For instance, if you print a computer file, the sheet of paper with the data
on it is real property because it's a material thing in the world. The file on
the computer is not real property because it is not a material thing in the
real world that you can carry around - you can put it on a flash drive and
carry _that_ around, but not the bytes or the letters that make up that data.

Even if you could carry the bytes around (let's say for the sake of the
nitpickers) in your hand without a flash drive, just the bytes, then only
_those_ bytes would be property, but the information those bytes represent is
never property because the information anything represents is purely
conceptual; not inherently material, but something that comes from the
interpretation of material things. So I'd be free to arrange my own bytes in
the same way you arranged your bytes, if you happen to publish your
arrangement in any way, and you could not sue me for some bogus "copyright"
claim since you have your bytes and I have mine, and you'd impinge on my right
if you told me I can't arrange my bytes in a certain way because you've
arranged yours that way first.

Capitalism can only concern itself with real, material property because one
can only _possess_ material things. IT is not possible, really, to _possess_
an interpretation of something material (unless you never tell anyone, like
Coca-Cola does, but they do not rely on law for their trade secret to be
enforced, they simply don't tell anyone).

------
honkyderp
I believe Kimba may have been a possible influence in some regard(at least
prior to Roger Allers coming on board and changing the story to the Hamlet-
esque plot). However, a lot of those "scene comparisons" are absolutely utter
nonsense or just grasp-strawing. The only single one that's worth noting is
the lion in the clouds similarity(although Mufasa appeared as a ghost in the
clouds, whereas the Kimba one's just a cloud formation).

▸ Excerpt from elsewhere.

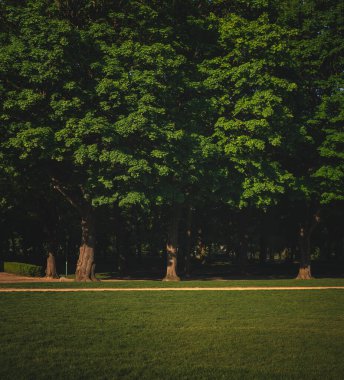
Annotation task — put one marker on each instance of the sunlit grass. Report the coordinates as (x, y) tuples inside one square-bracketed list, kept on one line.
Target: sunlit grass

A good example of this article just trying to trick people into thinking that
it is a rip off if that cliff dangling comparison. In truth, Kimba is actually
just trying to climb out of a small hole with a spiked trap at the bottom of
it, and the female lioness herself gets herself caught in trouble soon after
that.

A lot of these comparisons are pretty much just a classic case of grabbing
similar looking screen captures, and pairing them together out of context to
fool people into thinking the scenes themselves are exactly alike.

I have no doubt that Kimba played some influence very early on in production,
but plot-wise, they're significantly different at the end of it. This old
article really needs to have a bullet put its head. It's caused so much damage
and warped the whole thing into an unnecessary "rip off" controversy.

------
Osiris
This is similar to the questions around "Blurred Lines" and whether or not it
was a copy of a copyrighted work or just inspired by another work but still a
creative work of its own.

Look at industries that aren't protected by copyright, like fashion. There is
a lot of progress and change in that industry because it's legal to borrow
from other people's ideas while still making a unique work.

Scientific progress is another area that requires the sharing of knowledge and
ideas freely in order for all of society to benefit and progress.

I'm not convinced that borrowing, even heavily, from someone else to make a
new work is a bad thing as seems to be the implication in this article.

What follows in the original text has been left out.